The objectives of the programme were to:
  • Ensure health improvement information, advice and guidance can be delivered to young people more effectively in non-health settings; and
  • Configure health services to target and meet the health needs of all young people, including those with long-term medical conditions.
Each site drew up a two-year plan detailing how they would meet the programmes aims and objectives. These objectives included supporting specific pieces of work directed at young people in their locality including the implementation of the You're Welcome quality criteria and the participation of schools in the National Healthy Schools Programme. Ensuring access to the most marginalised young people was also a key aim.
 
The Sites
 
The four sites were selected because they displayed one or more of a range of features. These included:
  • strategic commitment to prioritising young people's health
  • innovative services in place or in development
  • particular characteristics, such as being rural (Northumberland), or having large Black and Minority Ethnic populations (Hackney)
The sites were:
 

Evaluation of the Teenage Health Demonstration Sites
 
Summary of Key Learning
To successfully implement enhanced youth health services

Allow sufficient time for planning and early development – this will allow services to be built on a firm foundation. Time is necessary to ensure that: a high quality needs assessment is carried out: premises and workforce requirements are addressed; service monitoring and governance systems are in place; and links between local agencies are forged

Place young people at the centre of service development – this will ensure that services are truly appropriate. Participation work should be inclusive of young people with a range of diverse experiences and should be organized to ensure sustainability.
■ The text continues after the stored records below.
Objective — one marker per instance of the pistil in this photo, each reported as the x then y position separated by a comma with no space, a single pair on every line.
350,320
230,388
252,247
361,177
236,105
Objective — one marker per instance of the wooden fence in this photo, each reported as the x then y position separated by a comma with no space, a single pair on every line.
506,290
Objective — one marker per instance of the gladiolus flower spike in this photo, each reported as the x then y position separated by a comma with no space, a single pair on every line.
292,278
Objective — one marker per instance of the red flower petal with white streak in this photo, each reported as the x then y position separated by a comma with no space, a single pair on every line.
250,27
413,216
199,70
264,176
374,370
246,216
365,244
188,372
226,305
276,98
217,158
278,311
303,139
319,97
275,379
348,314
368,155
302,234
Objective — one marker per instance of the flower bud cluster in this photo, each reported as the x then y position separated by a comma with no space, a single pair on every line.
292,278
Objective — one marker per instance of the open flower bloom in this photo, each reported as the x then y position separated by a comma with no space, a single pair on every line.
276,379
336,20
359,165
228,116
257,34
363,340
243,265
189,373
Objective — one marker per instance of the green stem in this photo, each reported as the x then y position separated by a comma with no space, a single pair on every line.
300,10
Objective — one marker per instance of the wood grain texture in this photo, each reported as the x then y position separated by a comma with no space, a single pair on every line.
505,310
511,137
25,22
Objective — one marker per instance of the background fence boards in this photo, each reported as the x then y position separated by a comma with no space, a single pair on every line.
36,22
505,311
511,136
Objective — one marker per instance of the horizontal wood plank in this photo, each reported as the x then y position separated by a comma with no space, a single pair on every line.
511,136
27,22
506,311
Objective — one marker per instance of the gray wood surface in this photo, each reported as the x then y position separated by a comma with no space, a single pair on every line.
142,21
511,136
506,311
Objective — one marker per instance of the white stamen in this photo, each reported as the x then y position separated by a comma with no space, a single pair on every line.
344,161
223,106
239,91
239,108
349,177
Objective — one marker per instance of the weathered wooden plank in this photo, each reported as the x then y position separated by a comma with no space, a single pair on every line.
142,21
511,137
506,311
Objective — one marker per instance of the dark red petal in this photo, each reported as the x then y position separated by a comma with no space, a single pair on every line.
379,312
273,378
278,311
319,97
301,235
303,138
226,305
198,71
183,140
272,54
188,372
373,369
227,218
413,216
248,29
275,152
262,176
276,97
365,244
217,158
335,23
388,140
Supporting participation is intensive, skilled work and requires a dedicated budget and specialist workers

Establish strong leadership in conjunction with an inclusive, bottom up approach to management – this will keep the work on track and ensure a high profile at multi-agency strategic level. A core management group of senior leaders is important for steering the programme and securing engagement from senior managers in multiple partner agencies and from staff providing services.

Develop a mixed programme of services – this will offer the flexibility to ensure maximum acceptability and accessibility. This should include universal and targeted services in both health and non-health settings. Take services to the places young people already go to. Build on existing services, particularly in terms of reaching the most vulnerable and ensure consistency of provision.

Establish a skilled multi-disciplinary core team – this will ensure quality delivery and help raise standards in other services. Specialist nurses, doctors with an interest in adolescence, mental health, youth workers and dedicated participation workers are central to these teams. Expertise in working with young people is the most essential criterion for staff regardless of their professional background.

Work with creativity and persistence to reach vulnerable groups – this will help access for marginalised young people and promote equality. It is key to support staff expertise in this work.
 
The evaluation of the THDS programme was carried out by a team at the Social Science Research Unit, Institute of Education, University of London.